In the central bank's assessment of risks to the Canadian financial system, produced by Governor Mark Carney and his five deputies, it said lenders' lack of confidence in the current environment could aggravate funding and liquidity problems.
Also, banks could be further harmed by longer or deeper-than-expected economic downturns in the United States and globally, an increase in household debt defaults, and a possible abrupt depreciation of the U.S. dollar.
The risk outlook is a new addition to the bank's regular report, which normally contains research by staff only, and it is an attempt to enhance understanding at a time when global policy makers are trying to tweak financial regulations to prevent future crises of this magnitude.
Outlining the actions taken to strengthen global financial markets, it noted that some Canadian banks have more work to do in complying with new rules on disclosure and transparency.
The Bank of Canada has injected more than C$40 billion into the financial system through a variety of liquidity instruments, and the government has also taken liquidity action.

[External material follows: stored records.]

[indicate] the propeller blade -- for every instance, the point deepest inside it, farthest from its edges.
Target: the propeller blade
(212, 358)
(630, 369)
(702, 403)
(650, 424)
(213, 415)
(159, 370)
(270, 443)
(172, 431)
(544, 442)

Canadian banks, ranked by the World Economic Forum as the world's soundest, have largely implemented the recommendations of the Financial Stability Forum -- an advisory body of central banks, regulators and finance ministries of rich countries -- or are in the process of doing so.
But the bank noted two fault lines in that process, urging some Canadian banks to further improve their disclosure, particularly with regard to how they value their assets.
Secondly, progress has been slow to improve transparency, it said.
"On the issue of transparency of structured products, progress in implementing the FSF recommendations has been slow to materialize, and there is a role for provincial securities commissions to advance this initiative," it said.
Another concern is the way the over-the-counter derivatives market works, the bank said, suggesting that a major shock to the global system such as a major corporate default could amplify the credit crisis.